Calum Macleod

Personal information
- Full name: Calum Macleod
- Date of birth: 25 May 2006 (age 19)
- Place of birth: Inverness, Scotland
- Position: Midfielder

Youth career
- 2012–2022: Inverness Caledonian Thistle

Senior career*
- Years: Team / Apps / (Gls)
- 2022–: Inverness Caledonian Thistle / 56 / (4)
- 2024: → Clachnacuddin (loan) / 13 / (2)

= Calum MacLeod (footballer) =

Sottish footballer (born 2006)

Calum Macleod (born 25 May 2006) is a Scottish professional footballer who plays for Inverness Caledonian Thistle in Scottish League One.

== Career ==
MacLeod started his career with his hometown team, Inverness Caledonian Thistle, playing his way through the youth setup until 2022, when he was given a professional contract with the club. MacLeod made his debut for the club later that year in October 2022, featuring in an injury ravaged side, as Inverness lost 2–0 away to Hamilton Academical in the Scottish Challenge Cup.

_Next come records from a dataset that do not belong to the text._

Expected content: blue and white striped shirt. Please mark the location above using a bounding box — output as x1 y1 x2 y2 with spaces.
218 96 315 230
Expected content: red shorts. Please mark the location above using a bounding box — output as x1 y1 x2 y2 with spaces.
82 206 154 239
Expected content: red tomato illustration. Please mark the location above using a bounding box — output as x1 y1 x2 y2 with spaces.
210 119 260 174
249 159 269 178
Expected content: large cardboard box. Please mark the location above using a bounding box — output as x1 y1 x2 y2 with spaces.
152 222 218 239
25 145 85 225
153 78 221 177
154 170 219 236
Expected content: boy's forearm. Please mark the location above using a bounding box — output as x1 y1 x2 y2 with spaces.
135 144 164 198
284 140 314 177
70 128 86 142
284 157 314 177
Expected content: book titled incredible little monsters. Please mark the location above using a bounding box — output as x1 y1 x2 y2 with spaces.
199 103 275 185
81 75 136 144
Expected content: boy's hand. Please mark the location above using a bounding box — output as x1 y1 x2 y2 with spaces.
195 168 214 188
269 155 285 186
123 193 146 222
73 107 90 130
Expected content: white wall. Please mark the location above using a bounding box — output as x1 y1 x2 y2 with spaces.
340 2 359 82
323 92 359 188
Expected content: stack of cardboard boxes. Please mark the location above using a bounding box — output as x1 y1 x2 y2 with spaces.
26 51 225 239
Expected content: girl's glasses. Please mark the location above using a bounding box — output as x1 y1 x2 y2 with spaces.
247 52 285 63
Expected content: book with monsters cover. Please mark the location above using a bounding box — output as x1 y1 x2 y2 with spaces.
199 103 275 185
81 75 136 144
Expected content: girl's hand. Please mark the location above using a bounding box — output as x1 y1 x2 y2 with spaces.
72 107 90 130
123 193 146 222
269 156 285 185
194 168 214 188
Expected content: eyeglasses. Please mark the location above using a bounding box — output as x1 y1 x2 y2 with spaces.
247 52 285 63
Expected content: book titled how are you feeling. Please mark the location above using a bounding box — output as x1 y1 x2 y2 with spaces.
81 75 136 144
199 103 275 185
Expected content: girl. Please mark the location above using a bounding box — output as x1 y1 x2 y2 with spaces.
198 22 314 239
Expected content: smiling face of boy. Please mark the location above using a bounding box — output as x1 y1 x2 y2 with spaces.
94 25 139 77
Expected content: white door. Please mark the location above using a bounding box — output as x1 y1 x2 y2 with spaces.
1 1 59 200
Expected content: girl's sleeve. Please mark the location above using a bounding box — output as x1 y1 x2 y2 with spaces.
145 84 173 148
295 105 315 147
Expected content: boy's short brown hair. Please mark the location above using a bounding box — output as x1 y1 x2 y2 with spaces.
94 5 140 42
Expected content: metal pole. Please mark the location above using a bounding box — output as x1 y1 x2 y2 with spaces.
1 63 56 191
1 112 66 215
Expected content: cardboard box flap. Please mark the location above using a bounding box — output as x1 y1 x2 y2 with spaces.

In February 2024, MacLeod was sent on loan to fellow Invernesian side, Clachnacuddin, in the Highland League, scoring on his debut in a 3–2 away defeat to Rothes.

On 3 August 2024, MacLeod made his professional league debut in a 1–1 home draw against Dumbarton. On 14 September 2024, MacLeod scored his first professional goal in a 2–2 away draw to Alloa Athletic.